According to the 2026 Crypto Crime Report by blockchain analysis firm Chainalysis, hackers’ tactics are shifting noticeably. Instead of attacking infrastructure like exchanges or protocols, targeting individual users directly yields higher profits. In 2025, approximately $1.7 billion worth of crypto assets were stolen through fraud and scams, far exceeding losses caused by smart contract code vulnerabilities.

Chainalysis data reveals a shocking trend: identity impersonation fraud increased by 1400% in just one year. Meanwhile, scams involving artificial intelligence are 450% more profitable than traditional fraud. Social engineering, fake identities, and AI-assisted schemes are becoming the tools of choice for criminals, shifting the focus from protocols themselves to their users.

From smart contracts to humans—shifting security concerns

A recent case vividly illustrates this trend. Blockchain researcher ZachXBT reported that an attacker successfully stole $282 million worth of crypto assets through social engineering, including 2.05 million Litecoin and 14,590 Bitcoin. The funds were quickly exchanged for privacy coins like Monero and routed through multiple rapid exchanges into the dark web. This was not a smart contract hack; it was a human deception.
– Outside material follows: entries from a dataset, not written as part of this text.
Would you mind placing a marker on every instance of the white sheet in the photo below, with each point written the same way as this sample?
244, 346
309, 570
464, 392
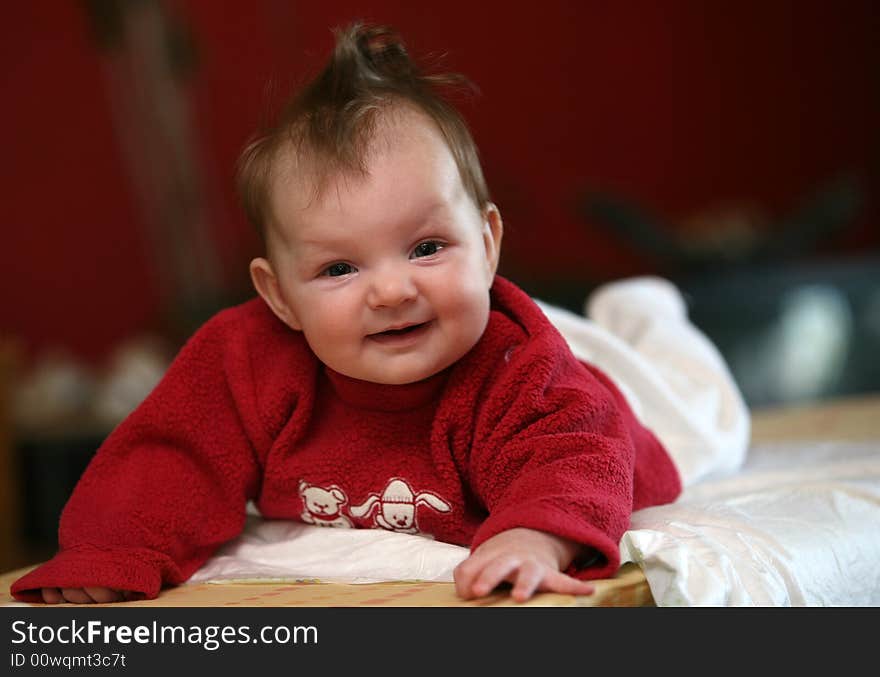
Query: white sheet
799, 525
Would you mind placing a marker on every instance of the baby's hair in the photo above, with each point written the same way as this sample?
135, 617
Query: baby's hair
332, 120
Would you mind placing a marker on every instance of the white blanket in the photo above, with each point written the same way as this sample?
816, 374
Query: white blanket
797, 526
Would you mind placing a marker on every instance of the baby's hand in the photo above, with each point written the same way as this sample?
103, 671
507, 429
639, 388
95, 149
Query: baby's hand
529, 559
86, 595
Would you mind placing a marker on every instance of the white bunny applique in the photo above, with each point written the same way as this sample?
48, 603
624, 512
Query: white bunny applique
397, 506
323, 506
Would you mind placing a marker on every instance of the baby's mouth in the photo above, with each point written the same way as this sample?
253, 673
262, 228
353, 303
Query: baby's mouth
399, 332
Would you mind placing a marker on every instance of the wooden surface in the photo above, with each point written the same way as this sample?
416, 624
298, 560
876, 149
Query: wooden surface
854, 418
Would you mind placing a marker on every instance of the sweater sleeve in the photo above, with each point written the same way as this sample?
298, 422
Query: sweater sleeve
169, 484
552, 452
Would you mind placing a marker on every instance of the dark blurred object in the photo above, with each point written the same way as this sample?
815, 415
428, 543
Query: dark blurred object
150, 59
794, 323
730, 235
794, 332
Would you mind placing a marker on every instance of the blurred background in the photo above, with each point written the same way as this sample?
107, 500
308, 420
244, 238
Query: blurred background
729, 146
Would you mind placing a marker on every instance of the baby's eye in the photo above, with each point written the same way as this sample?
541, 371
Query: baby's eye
427, 248
338, 269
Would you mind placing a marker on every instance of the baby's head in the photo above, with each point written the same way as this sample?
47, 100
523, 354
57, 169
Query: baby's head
381, 241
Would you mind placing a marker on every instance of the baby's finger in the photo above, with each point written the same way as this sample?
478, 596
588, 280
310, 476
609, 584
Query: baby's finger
52, 596
527, 580
103, 595
566, 585
76, 596
495, 572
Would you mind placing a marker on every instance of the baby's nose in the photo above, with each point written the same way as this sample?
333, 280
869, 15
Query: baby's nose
392, 287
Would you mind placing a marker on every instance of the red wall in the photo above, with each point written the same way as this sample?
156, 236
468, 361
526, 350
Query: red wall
678, 105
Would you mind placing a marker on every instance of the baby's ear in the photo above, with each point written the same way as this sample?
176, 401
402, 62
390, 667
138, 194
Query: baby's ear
493, 231
266, 283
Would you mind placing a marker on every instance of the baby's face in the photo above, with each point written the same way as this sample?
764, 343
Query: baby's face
386, 275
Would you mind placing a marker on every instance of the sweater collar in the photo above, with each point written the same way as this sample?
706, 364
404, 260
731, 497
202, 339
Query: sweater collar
384, 397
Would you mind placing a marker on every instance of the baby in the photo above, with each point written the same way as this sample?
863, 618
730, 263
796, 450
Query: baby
386, 377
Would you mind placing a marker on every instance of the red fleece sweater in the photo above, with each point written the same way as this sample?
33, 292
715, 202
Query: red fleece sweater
518, 433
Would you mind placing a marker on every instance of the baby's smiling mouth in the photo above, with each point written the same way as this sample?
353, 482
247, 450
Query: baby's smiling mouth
399, 332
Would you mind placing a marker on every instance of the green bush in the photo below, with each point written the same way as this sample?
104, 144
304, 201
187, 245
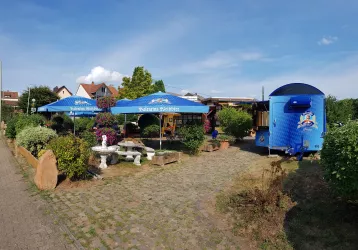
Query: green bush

Amador believes this shift stems from a key fact: as code becomes harder to exploit, attackers are adjusting their tactics. “When code becomes less exploitable by hackers, humans become the primary attack vector in 2026,” he said. “The human factor is now the weak link that blockchain security experts and Web3 participants must prioritize.”

But security professionals cannot rest easy. Amador warns that although smart contract security is improving, over 90% of projects still have serious vulnerabilities that can be exploited. Even more concerning, despite the availability of defensive tools, adoption remains alarmingly low—less than 1% of the industry deploys firewall technology, and fewer than 10% use AI-based detection tools.

Artificial Intelligence reshaping the security chessboard: Guardians and threats accelerating

In 2026, AI will simultaneously change the pace of security from two directions. On one hand, defenders will increasingly rely on AI-driven monitoring and response systems capable of operating at machine speed. On the other hand, malicious actors are leveraging the same technology to discover vulnerabilities, develop exploits, and execute large-scale social engineering attacks.

However, Amador’s most forward-looking warning is not about traditional code vulnerabilities but about emerging new threats: onchain AI agents. “This opens up a whole new attack surface,” he said. “Onchain AI agents operate faster and more efficiently than human operators, but if their access paths or permissions are compromised, they are particularly vulnerable to manipulation.”

This new threat represents a fundamental challenge for crypto security. “We are still in the early stages of understanding how to properly protect these agents,” Amador added. “This will be one of the most defining security tasks in the next cycle.”

Security outlook for 2026: focusing on people and systems

Chainalysis data shows that hackers are becoming more sophisticated in extracting value from individuals. Amador’s perspective points in another direction: protocols are becoming more resistant to pure code vulnerabilities. The combination indicates a clear future: the main battleground for crypto security is no longer onchain, but shifts toward user interfaces, enterprise controls, monitoring systems, and education.

Although 2025 set a record for the number of breaches, the overall security trajectory is not downward. On the contrary, as attackers become more skilled and targeted, defenders must go beyond smart contract security and invest more in personnel training, social engineering defenses, and AI agent governance. The future of crypto security will be determined by human vigilance and system resilience.